The Spirit Of Islam
Maintaining the bonds of kinship indeed enjoys extraordinary importance in Islam. Conversely, severing the ties is very high on the list of enormities. At two places in the Qur’an, Allah has cursed the one severing family ties. “And those who break the covenant of Allah, after its ratification, and sever that which Allah has commanded to be joined (i.e. they sever bond of kinship and are not good to their relatives) and work mischief in land, on them is the curse, and for them is the unhappy home (i.e. Hell)” [Ar-Rad 13:25. See also Muhammad, 47:22-23].
A cursed person is one who is deprived of the mercy of Allah. It is an indication of this deprivation that this sin is punished in this world as well as in the Hereafter. “There is no sin more deserving of having punishment meted out by Allah to its perpetrator in advance in this world along with what He stores up for him in the next world than oppression and severing ties of family.” [Tirmidhi]. Another hadith highlights the high stakes involved here in a compelling way: “Rahim (family ties) is a word derived from Ar-Rahman (The Compassionate One) And Allah says: ‘I shall keep connection with him who maintains you and sever connection with him who severs you.’” [Bukhari]
Silah-i-Rahmi has been defined as politeness, kind treatment, and concern for all one’s relatives even if distantly related, corrupt, non-Muslim, or unappreciative. While nearly every religion has emphasised good family relations, Islam has taken it to unprecedented heights. It is a duty to be discharged without an eye for reciprocity. A Muslim is required to be kind even to his non-Muslim relatives. Similarly he is required to be kind to even those relatives who are harsh to him.

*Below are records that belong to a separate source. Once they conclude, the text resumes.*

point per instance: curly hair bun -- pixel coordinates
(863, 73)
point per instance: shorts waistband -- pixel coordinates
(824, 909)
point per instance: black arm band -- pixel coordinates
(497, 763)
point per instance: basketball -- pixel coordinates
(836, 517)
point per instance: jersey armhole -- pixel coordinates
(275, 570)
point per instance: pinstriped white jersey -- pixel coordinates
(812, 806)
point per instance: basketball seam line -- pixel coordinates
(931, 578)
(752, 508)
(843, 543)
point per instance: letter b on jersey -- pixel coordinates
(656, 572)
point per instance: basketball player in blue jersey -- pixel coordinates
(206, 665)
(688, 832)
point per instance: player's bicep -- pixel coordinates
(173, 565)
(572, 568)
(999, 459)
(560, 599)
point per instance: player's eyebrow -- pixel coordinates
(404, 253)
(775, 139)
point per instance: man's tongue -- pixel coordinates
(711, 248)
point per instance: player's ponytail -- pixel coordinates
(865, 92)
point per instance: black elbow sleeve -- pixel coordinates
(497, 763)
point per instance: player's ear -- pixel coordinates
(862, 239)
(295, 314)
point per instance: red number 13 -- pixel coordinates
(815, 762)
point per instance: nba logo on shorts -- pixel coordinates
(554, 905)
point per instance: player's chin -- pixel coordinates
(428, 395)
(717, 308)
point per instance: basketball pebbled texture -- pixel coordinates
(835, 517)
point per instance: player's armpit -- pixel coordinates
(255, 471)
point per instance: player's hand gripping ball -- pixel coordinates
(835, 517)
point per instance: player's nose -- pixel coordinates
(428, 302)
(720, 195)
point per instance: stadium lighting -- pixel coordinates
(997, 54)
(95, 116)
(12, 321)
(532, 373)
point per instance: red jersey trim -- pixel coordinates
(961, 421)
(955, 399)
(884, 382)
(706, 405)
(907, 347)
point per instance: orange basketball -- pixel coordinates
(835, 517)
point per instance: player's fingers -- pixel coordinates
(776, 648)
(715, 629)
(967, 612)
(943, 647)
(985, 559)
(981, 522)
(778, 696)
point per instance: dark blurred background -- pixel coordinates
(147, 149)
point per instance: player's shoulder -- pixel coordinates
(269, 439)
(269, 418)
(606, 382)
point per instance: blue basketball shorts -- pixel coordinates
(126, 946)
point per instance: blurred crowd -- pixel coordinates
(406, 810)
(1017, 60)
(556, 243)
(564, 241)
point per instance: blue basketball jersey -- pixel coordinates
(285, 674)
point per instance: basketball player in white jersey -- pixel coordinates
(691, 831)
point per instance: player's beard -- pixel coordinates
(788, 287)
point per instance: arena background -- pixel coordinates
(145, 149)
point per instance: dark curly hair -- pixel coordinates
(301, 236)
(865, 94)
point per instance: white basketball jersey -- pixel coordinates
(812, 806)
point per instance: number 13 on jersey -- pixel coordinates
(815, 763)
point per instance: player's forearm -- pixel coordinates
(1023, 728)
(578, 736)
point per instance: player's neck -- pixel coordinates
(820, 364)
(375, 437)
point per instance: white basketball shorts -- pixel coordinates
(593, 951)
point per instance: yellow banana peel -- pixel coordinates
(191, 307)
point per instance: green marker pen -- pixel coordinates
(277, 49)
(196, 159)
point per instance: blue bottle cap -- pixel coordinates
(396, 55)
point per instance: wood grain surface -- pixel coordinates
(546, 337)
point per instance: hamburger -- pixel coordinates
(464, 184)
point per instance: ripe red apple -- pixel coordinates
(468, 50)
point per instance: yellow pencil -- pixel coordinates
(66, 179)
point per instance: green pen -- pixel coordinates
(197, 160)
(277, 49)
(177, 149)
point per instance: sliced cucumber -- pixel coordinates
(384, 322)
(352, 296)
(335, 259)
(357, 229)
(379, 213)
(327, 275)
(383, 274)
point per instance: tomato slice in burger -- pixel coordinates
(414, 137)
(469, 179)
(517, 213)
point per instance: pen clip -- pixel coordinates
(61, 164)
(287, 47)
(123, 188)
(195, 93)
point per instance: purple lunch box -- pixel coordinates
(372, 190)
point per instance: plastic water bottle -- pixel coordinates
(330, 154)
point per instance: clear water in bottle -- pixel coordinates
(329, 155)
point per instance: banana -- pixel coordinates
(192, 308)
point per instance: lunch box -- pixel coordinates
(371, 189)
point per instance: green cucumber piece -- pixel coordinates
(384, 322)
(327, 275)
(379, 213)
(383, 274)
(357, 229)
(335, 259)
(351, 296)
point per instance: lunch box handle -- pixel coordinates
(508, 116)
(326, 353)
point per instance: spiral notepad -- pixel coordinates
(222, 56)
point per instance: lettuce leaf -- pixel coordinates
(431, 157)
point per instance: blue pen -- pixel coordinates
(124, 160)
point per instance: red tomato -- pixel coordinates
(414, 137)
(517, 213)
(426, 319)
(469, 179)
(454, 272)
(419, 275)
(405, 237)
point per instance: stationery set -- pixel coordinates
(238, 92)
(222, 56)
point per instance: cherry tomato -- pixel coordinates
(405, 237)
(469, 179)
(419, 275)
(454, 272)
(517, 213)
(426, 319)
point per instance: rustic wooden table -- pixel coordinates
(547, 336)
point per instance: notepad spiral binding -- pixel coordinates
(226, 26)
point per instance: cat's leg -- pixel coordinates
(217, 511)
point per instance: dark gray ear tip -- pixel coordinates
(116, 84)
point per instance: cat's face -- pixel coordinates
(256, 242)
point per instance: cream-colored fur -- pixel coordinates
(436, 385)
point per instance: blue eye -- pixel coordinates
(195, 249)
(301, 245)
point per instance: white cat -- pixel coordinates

The most telling example in this regard is that of Sayyidna Abu Bakr (RA). Among the many people who benefited from his generosity was a relative Mistah (RA). The latter, unfortunately became involved in the scandal about the Mother of Believers, Sayyida Aisha (RA), which was started by the leader of the hypocrites. It was a whole month of torment and torture for all involved, after which verses of Surah Noor were revealed exonerating her and prescribing punishment for those involved in the false accusation. Feeling hurt and betrayed, Sayyidna Abu Bakr (RA), vowed never to help Mistah again. Yet the Qur’an asked him to forget and forgive and continue helping his relative, which he did. Is there another society that can even come close to this standard in maintaining family ties?
Islam came to set all our relationships right. This includes our relations with Allah as well as with other human beings. Silah-i-Rahmi is a very important part of the latter. Today, unfortunately, these teachings can mostly be found in Muslim societies in their violation. The best we do today is reciprocate; more commonly we backbite, cheat, and hurt our relatives and continue the spiral of hurt and humiliation as they respond. And we just abandon those of our relatives who are economically unfortunate.
There are three reasons for this sad situation. First is the widespread ignorance about Islamic teachings in this regard. Even in various Islamic groups subject hardly gets the attention it deserves. Second is the rampant materialism. While materialism hurts all aspects of our life, it is especially damaging to family ties for they require sacrifice of time, money and personal comfort. The third reason has to do with recent history. It is a “gift” of the transformation of Muslim societies under colonialism.
Under the influence of colonialism, urban centres throughout the Muslim world faithfully duplicated all of these problems. This was just what a blind following of the West promised. Relations between husband and wife, between parents and children, between workers and managers, between neighbours, between relatives, in other words between all segments of society were dealt a devastating blow.